LPA Lund & Licensee Claire Rabang tour/inspected the facility. LPA inspected the dining area, living area, and all other areas intended for resident use. LPA observed to be furnished and maintained in compliance at this time. The Facility had a Medication cabinet (locked) and stored. First aid kit was observed in the Medication cabinet to be present and contained all required components at this time. LPA inspected four (4) residents bedrooms, with two shared & two individual rooms. Furnishings for residents were observed to meet the needs of the residents at this time. The facility also had two bathrooms for the residents. One bathroom is in a room for one individual. The facility has one room for staff use with a bathroom. The exterior grounds was conducted. A review of the facility perimeter fence, side gates, and walkways were observed to be maintained in compliance at this time. The facility has one fire extinguisher that and carbon monoxide are in compliance. The has a working telephone. The facility has 7-day non-perishable and 2-day perishable foods.
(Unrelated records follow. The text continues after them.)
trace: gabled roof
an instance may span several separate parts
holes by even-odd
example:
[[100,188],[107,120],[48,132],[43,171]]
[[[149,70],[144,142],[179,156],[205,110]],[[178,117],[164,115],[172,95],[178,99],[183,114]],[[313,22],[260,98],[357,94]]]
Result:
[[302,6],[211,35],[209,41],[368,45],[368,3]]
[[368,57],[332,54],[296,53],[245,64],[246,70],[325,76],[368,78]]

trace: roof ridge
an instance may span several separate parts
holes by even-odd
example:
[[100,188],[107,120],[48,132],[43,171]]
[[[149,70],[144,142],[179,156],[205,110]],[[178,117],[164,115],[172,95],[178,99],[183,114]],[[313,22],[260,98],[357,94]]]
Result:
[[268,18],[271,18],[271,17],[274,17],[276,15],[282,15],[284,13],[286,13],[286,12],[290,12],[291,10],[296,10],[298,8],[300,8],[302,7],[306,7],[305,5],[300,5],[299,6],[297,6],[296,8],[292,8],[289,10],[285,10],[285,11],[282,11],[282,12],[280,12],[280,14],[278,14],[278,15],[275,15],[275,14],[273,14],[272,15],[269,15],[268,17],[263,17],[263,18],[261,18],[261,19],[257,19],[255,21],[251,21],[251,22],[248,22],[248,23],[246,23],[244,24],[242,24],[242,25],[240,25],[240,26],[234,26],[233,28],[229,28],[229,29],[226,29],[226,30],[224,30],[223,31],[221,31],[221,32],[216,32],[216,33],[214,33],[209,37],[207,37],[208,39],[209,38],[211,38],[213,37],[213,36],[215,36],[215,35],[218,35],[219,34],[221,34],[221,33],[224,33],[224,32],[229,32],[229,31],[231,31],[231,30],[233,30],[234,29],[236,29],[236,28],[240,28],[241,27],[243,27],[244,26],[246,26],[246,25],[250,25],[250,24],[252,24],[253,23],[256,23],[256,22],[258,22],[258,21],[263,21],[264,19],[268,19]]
LPA Lund reviewed 1 resident file and two staff files and were in compliance at this time.

No deficiencies cited on this visit and report left.
SUPERVISORS NAME: Lisa Rios
LICENSING EVALUATOR NAME: Jason Lund
LICENSING EVALUATOR SIGNATURE: DATE: 05/21/2024
I acknowledge receipt of this form and understand my licensing appeal rights as explained and received.
FACILITY REPRESENTATIVE SIGNATURE: DATE: 05/21/2024
This report must be available at Child Care and Group Home facilities for public review for 3 years.